Seeding from workflow logs¶
The highest-fidelity golden cases come from real workflow logs: records of the inputs the agent will actually receive and, if available, records of how a human expert handled those inputs. Using real inputs ensures the cases reflect the true distribution, not an idealized version of it.
When seeding from real logs, the process is:
- Export a sample of logs from the relevant workflow. For a literature triage agent, this might be a log of abstracts that have been manually reviewed and labeled over the past three months.
- Scrub PII and any other sensitive data. This step is mandatory before logs enter any agent development artifact. A simple approach: replace names with synthetic names, replace email addresses and identifiers with placeholders, and remove any free-text fields that might contain personal information. The scrubbed data should be reviewed by a second person before use.
- Identify cases that represent each of the four categories above. Real logs will naturally contain typical and boundary inputs; stop-condition and format cases may need to be synthesized.
- For each selected log entry, write the expected output based on how the human expert actually handled it — not based on how you think the agent should handle it. Human expert behavior is the ground truth.
Not all workflows have usable logs. A new process with no history, or a process whose records are too sensitive to use even after scrubbing, requires synthetic cases instead.
Synthesizing cases without logs¶
When logs are not available, synthesize cases systematically rather than intuitively. Systematic synthesis means: enumerate the input dimensions (e.g., for literature triage: topic relevance, abstract length, abstract quality, language), choose representative values for each dimension, and generate cases by combining the values. This produces cases that cover the space of inputs rather than reflecting the builder's implicit assumptions about what matters.
For stop-condition cases, take each stop condition from the spec and write at least one input that should trigger it. If the spec has three stop conditions, the suite should have at least three stop-condition cases, one per condition.
For format compliance cases, take the output schema and write cases that test each required field, at least one case where the field is at maximum length, and at least one case where it would be easy for the agent to omit a required field.
Recording cases and running the suite¶
Each case should be stored in a structured format (JSON or YAML) alongside the prompt pack version it was written against. A case that passes against prompt pack v1.0 but fails against v1.1 is a regression, and the structure of the record should make it possible to identify which change caused the failure.
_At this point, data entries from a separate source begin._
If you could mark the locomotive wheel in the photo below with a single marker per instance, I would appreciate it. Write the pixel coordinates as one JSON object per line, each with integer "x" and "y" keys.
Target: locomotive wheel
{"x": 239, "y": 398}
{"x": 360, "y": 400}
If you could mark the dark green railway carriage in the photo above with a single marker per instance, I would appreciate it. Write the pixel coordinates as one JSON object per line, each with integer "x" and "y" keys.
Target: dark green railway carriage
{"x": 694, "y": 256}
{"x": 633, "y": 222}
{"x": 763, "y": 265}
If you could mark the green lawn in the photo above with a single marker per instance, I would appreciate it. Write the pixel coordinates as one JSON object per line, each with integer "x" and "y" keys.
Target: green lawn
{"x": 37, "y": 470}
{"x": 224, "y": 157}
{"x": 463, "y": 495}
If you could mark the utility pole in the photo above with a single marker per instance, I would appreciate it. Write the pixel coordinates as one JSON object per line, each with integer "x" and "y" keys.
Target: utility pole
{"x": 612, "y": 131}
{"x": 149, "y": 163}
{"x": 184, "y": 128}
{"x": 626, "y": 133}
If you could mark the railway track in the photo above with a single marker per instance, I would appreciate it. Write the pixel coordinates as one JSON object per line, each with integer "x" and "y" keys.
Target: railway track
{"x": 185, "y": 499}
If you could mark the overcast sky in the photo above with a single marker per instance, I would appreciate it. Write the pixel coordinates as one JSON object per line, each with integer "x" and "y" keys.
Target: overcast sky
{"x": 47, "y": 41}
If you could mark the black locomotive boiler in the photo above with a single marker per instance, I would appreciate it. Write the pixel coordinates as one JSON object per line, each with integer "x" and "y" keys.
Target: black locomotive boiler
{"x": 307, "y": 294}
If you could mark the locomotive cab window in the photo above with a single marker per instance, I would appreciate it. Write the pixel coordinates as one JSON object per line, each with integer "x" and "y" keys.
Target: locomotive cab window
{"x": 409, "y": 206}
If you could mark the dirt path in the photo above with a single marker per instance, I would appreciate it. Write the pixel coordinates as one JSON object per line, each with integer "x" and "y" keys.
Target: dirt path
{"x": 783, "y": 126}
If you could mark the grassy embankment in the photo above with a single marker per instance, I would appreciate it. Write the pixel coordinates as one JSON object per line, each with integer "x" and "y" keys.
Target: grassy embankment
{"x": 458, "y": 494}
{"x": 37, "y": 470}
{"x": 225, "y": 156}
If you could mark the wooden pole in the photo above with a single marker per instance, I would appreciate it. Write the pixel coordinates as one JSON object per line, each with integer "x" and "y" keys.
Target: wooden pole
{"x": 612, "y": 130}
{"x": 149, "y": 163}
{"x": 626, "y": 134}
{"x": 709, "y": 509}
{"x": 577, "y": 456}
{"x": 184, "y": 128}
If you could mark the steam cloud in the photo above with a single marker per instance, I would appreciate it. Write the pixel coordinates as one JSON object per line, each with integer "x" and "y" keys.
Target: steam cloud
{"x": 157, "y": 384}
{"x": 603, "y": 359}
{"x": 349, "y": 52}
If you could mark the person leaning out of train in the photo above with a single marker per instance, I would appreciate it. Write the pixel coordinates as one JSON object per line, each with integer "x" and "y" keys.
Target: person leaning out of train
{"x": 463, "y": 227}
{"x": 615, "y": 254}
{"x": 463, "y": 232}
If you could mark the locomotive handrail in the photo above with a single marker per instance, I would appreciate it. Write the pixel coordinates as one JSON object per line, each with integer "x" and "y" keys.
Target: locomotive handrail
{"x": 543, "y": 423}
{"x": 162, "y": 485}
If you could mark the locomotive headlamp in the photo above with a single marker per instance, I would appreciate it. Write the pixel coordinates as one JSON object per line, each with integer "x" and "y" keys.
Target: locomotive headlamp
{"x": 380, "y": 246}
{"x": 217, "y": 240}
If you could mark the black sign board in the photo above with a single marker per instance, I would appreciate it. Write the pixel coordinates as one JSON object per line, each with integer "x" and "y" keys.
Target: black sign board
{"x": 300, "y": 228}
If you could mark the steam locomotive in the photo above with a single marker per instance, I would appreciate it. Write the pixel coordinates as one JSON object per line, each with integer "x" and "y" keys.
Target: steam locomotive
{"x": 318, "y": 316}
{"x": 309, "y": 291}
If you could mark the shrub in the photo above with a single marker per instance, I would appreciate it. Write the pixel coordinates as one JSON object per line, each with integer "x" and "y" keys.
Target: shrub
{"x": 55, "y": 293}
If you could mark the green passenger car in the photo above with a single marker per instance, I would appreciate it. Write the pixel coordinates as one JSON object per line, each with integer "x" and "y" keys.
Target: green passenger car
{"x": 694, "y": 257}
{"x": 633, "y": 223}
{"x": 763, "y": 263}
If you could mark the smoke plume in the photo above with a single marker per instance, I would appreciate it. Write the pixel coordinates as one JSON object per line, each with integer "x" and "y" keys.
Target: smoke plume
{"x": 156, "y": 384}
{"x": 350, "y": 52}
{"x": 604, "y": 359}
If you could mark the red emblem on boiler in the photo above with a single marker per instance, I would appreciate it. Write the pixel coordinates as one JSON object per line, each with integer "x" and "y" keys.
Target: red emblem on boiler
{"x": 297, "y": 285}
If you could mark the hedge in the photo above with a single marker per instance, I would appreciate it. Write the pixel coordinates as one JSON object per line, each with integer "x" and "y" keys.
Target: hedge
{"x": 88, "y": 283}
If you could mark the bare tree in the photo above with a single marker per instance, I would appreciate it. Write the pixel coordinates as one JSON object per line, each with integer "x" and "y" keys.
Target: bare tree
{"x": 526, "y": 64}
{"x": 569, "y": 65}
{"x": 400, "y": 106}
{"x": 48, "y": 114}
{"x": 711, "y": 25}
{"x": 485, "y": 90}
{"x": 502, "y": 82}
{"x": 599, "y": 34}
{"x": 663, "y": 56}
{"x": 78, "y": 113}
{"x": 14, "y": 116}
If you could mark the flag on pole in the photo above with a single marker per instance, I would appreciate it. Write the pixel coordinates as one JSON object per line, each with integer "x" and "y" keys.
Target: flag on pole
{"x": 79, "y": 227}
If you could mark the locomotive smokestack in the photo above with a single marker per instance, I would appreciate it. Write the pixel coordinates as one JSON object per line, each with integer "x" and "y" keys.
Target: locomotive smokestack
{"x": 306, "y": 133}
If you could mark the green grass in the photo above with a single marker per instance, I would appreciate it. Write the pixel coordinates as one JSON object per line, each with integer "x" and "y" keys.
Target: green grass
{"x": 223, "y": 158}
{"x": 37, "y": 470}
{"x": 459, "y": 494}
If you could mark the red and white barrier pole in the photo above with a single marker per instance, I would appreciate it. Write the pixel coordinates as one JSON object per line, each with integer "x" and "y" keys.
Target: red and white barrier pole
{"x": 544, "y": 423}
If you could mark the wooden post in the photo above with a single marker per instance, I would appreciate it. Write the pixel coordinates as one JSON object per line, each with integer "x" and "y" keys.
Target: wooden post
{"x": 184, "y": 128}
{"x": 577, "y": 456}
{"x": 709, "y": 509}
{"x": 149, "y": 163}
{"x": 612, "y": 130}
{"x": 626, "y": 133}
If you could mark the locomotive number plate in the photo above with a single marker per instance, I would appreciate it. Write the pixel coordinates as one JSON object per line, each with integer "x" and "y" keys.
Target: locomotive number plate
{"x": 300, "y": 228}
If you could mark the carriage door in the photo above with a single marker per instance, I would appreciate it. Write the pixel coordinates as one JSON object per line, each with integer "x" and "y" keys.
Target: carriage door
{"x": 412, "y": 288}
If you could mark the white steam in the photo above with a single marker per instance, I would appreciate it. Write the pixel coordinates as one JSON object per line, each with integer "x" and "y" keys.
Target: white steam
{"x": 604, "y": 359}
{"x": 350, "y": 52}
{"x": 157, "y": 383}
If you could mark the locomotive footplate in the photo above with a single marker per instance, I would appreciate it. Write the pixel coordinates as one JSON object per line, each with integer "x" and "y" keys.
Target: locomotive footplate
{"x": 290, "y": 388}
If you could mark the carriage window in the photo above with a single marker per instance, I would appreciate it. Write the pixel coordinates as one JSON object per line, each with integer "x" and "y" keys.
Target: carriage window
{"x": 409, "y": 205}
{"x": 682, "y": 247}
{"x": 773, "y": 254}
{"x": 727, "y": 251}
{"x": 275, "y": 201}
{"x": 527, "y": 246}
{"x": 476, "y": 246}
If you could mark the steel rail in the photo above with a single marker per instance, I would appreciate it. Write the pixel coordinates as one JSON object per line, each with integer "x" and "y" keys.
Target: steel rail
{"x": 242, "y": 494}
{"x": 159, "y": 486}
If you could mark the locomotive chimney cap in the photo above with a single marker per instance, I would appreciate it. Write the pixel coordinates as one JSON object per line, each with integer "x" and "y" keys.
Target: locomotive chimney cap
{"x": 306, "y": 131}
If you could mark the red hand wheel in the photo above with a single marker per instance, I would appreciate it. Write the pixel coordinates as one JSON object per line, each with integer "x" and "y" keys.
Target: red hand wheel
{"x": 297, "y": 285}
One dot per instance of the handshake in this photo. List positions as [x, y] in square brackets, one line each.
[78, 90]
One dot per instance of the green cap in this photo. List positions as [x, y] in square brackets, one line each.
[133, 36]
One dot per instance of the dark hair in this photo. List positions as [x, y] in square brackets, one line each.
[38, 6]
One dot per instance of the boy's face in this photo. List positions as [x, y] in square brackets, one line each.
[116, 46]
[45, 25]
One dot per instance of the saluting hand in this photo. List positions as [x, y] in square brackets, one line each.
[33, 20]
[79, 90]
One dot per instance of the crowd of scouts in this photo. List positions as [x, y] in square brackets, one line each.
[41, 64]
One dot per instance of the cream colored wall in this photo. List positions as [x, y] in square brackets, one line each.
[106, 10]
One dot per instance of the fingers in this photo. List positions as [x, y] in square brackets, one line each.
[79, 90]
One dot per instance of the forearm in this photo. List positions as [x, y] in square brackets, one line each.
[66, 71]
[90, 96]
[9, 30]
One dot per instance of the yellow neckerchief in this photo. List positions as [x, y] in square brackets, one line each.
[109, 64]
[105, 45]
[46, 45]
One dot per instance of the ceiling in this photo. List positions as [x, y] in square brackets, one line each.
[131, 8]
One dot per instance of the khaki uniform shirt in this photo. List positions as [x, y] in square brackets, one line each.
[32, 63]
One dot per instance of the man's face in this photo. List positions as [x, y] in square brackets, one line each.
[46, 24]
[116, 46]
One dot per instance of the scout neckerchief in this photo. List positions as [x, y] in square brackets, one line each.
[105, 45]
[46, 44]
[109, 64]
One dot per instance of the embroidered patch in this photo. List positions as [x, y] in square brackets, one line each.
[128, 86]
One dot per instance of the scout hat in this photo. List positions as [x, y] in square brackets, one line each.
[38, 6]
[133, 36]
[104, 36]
The eval report submitted at the Launch gate should include:
- Total cases run.
- Number and percentage passing.
- Pass rate for each category.
- List of failing cases with brief failure analysis.
- Reviewer signature.
For the launch thresholds (minimum overall pass rate, minimum critical-case pass rate), see Launch readiness.
Keeping evals fresh¶
Golden cases become stale when the domain changes — for example, when the papers being triaged shift to a new subfield, or when the team's output schema is updated. As part of the quarterly maintenance review, the owner and builder should:
- Check whether any cases have inputs that no longer represent the current distribution.
- Check whether any expected outputs need updating because the team's standards have changed.
- Add at least one new case per quarter if the workflow has produced interesting edge cases since the last review.
An eval suite that is never updated is a suite that gradually stops measuring what matters. Treat it as a living document, not a one-time artifact.